Le groupe M23 met en place une administration parallèle dans certaines régions de la République démocratique du Congo

M23 a pris le contrôle de plusieurs grandes mines en RDC, pays qui possède les plus importantes réserves mondiales de coltan.

Les rebelles du M23 soutenus par le Rwanda renforcent leur emprise sur l’est du Congo malgré un accord de paix conclu par Donald Trump pour tenter de mettre fin au conflit, affirment des experts des Nations Unies (ONU).

Le groupe rebelle s’empare de mines, remplace les fonctionnaires du gouvernement et met en place une administration parallèle dans les provinces du Nord et du Sud-Kivu de la République démocratique du Congo (RDC).

Le contrôle se consolide grâce au soutien substantiel de l’armée rwandaise, alors même que l’accord de Washington exige le respect des frontières de la RDC.

La dernière évaluation présentée au Conseil de sécurité de l’ONU conclut que le M23 « cherchait à se positionner comme une alternative viable en matière de gouvernance à l’État congolais ».

Le M23 a remplacé les fonctionnaires du gouvernement par ses propres fidèles, promulgué de nouvelles lois et délivré ses propres visas.

Selon des experts, « l’objectif déclaré » des rebelles « était de gouverner à long terme les territoires conquis par la création d’une région autonome dans l’est de la République démocratique du Congo ».

L’évaluation indique également que le groupe M23 a « étendu sa campagne militaire au Nord et au Sud-Kivu, avec le soutien constant et la coordination opérationnelle des Forces de défense rwandaises ».

Le Rwanda a officiellement nié soutenir les rebelles, mais affirme depuis longtemps que l’est de la RDC représente une menace car il sert de refuge aux extrémistes hutus qui ont fui par la frontière après avoir tué 800 000 personnes lors du génocide de 1994 contre les Tutsis.

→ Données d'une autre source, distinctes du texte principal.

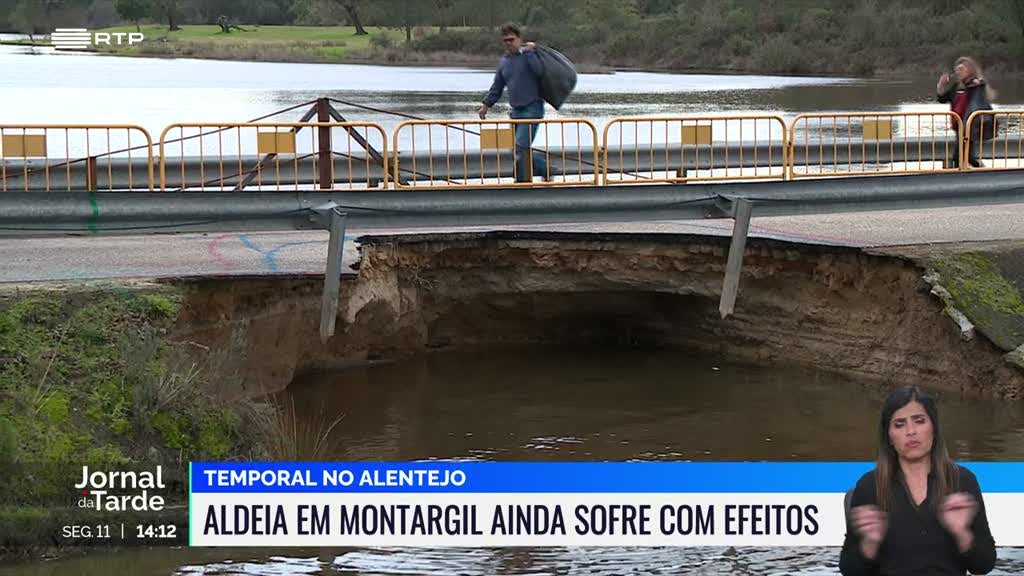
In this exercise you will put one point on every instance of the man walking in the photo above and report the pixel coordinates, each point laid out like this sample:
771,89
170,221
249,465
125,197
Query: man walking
520,70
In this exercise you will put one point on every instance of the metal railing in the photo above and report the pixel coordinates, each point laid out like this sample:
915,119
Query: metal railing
273,156
681,149
496,153
429,154
54,157
994,138
873,144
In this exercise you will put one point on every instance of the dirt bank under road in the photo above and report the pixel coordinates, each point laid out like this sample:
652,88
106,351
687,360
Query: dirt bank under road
869,316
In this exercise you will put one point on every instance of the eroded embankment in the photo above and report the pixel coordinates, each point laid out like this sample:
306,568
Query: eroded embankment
838,309
144,373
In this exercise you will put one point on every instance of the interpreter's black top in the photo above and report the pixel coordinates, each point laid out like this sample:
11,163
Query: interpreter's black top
915,542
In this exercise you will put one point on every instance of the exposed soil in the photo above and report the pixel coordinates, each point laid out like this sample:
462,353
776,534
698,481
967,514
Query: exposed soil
868,316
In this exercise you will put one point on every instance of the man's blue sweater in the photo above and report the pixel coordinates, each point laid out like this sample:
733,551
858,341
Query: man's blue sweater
521,73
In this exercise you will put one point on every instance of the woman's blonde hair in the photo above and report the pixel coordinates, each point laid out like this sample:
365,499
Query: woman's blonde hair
977,73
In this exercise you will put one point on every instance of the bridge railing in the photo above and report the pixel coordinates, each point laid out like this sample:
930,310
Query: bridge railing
66,157
873,144
483,153
679,149
273,156
496,153
997,139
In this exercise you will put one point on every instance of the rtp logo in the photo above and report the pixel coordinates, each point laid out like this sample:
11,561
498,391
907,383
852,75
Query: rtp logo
81,39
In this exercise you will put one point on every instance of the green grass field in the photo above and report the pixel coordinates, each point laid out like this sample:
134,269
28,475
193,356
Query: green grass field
266,43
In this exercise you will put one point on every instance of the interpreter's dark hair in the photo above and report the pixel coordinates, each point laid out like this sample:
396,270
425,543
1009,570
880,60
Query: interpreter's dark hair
511,29
888,470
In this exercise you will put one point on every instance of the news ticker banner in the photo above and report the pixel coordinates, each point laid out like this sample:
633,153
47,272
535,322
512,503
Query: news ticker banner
483,504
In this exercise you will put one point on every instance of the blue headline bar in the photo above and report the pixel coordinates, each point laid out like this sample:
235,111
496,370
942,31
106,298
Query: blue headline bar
438,477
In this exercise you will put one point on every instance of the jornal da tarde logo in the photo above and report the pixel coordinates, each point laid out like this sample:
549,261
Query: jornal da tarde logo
120,491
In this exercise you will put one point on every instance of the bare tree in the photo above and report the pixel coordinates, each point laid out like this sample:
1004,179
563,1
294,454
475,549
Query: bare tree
352,9
169,9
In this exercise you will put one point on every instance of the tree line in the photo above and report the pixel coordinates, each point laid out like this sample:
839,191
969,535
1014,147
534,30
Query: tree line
865,37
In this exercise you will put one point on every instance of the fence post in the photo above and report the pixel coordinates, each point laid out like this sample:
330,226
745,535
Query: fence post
326,160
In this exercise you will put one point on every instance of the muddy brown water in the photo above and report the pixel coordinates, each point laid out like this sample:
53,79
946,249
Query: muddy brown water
519,404
595,404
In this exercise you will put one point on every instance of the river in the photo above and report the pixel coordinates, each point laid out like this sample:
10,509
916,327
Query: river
518,404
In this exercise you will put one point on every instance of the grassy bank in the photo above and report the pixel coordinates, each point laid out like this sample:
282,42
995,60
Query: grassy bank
824,42
292,44
91,375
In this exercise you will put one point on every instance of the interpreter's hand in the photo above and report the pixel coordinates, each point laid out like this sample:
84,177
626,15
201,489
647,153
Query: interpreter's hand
870,524
955,515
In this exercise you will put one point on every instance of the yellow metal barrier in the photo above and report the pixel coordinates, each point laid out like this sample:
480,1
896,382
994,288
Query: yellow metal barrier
224,156
994,138
873,144
88,157
694,149
484,154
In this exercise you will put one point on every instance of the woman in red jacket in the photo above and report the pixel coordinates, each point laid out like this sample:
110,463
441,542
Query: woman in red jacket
968,94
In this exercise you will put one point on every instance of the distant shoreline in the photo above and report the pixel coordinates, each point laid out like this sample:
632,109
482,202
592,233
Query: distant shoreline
425,59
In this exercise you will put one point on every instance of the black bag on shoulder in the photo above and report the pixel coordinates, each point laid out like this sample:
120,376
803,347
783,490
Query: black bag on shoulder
559,76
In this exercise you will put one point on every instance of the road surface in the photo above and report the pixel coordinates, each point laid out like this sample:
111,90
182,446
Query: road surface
33,259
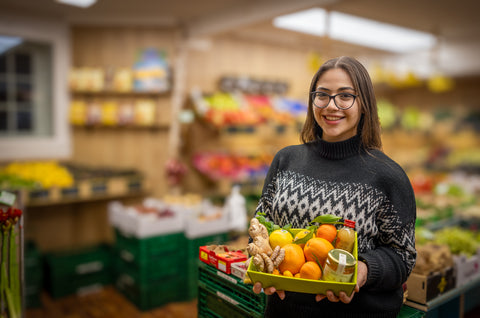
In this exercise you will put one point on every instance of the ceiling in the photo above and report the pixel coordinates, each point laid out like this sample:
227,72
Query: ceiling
454,21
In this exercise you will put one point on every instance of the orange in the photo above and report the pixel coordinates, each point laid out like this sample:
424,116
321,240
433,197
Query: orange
327,231
287,273
310,270
294,259
316,249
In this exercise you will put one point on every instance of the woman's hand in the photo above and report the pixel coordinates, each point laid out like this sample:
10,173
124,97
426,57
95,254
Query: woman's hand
362,271
257,289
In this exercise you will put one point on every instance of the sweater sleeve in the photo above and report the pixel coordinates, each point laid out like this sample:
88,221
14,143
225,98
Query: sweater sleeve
390,263
265,204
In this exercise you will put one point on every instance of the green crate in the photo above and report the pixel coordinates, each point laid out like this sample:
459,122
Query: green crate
60,287
32,296
157,268
409,312
231,286
221,305
32,256
83,261
170,289
193,250
140,251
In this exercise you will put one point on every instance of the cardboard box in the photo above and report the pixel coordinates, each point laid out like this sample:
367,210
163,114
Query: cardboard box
423,288
222,261
466,268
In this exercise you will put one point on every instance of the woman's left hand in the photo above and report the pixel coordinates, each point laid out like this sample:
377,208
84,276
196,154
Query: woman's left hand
362,271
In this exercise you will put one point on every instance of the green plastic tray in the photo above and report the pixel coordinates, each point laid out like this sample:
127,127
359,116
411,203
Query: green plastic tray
300,284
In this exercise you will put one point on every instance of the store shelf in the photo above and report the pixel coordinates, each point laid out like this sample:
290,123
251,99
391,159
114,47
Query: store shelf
448,299
103,197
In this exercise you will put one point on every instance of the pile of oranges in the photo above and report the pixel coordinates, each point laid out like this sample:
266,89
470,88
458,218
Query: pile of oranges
305,260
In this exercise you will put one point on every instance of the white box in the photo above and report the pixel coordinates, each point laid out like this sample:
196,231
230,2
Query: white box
211,220
466,268
131,222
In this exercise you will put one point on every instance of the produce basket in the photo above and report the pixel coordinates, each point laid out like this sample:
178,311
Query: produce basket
303,285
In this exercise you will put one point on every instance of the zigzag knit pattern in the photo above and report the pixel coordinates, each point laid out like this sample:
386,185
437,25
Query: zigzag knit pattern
298,199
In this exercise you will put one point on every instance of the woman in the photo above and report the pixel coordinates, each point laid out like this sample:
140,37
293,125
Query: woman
340,169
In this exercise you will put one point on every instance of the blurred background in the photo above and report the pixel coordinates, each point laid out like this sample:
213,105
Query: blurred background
117,115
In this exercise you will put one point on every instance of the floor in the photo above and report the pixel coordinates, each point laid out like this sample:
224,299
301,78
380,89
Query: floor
104,304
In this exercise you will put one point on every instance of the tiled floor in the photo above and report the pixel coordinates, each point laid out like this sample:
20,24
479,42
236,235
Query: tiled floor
105,304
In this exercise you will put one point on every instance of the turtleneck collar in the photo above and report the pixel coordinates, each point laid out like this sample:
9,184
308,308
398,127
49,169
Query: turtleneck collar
339,150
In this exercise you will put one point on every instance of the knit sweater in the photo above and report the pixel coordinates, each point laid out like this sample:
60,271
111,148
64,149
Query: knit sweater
345,180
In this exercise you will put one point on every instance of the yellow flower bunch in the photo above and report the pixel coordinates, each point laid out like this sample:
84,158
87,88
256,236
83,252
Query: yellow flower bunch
47,173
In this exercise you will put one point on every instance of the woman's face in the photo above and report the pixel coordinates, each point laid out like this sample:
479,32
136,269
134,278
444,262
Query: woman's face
337,124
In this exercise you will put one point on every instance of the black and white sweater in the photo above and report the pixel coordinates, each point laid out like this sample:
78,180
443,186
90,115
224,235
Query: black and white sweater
343,179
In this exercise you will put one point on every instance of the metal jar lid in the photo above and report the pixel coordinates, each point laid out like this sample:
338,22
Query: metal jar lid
348,259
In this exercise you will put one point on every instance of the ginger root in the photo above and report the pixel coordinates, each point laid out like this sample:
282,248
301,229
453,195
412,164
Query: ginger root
267,264
259,234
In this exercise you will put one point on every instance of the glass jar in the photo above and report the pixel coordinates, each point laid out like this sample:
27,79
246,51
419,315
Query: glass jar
346,236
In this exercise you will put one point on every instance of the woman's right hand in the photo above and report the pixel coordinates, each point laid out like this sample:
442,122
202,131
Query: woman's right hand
257,289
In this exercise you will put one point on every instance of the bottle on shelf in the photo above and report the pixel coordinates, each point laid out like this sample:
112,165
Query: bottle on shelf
346,236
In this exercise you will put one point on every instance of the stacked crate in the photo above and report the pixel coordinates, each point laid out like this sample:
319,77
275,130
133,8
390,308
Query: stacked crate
151,271
223,295
193,245
78,271
33,275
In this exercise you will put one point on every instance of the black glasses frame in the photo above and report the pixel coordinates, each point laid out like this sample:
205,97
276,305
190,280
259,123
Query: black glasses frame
334,100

Le groupe M23 affirme protéger les Tutsis congolais et combattre une milice rebelle connue sous le nom de Forces démocratiques de libération du Rwanda (FDLR), liée au génocide.

L’armée congolaise bénéficie par ailleurs toujours d’un certain soutien de la part des FDLR, selon l’ évaluation de l’ONU .

Les rivalités régionales, les conflits ethniques et la concurrence pour les ressources minérales ont fait des millions de morts au cours des trois dernières décennies et ont engendré l’une des pires crises humanitaires au monde.

Les rebelles du M23 ont également remplacé des fonctionnaires du gouvernement par leurs propres fidèles, promulgué de nouvelles lois et délivré leurs propres visas.

Le Rwanda et la RDC ont signé un accord de paix le mois dernier, sous la supervision du président américain, mais les combats se poursuivent.

Le Qatar soutient un processus de paix séparé entre le M23 et le gouvernement de la RDC.

Kinshasa affirme que Kigali utilise le M23 pour prendre le contrôle des richesses minières de la région, notamment de nombreuses ressources essentielles utilisées dans les industries de haute technologie.

Le rapport de l’ONU indique qu’au cours des derniers mois, le M23 s’est emparé du centre commercial stratégique de Nzibira et de la mine d’or industrielle de Twangiza.

Le groupe contrôle désormais près de la moitié de la production de minerai d’étain et de minerai de tantale du Sud-Kivu, utilisés pour les composants électroniques, et plus des deux tiers de sa production de wolframite, un minerai de tungstène.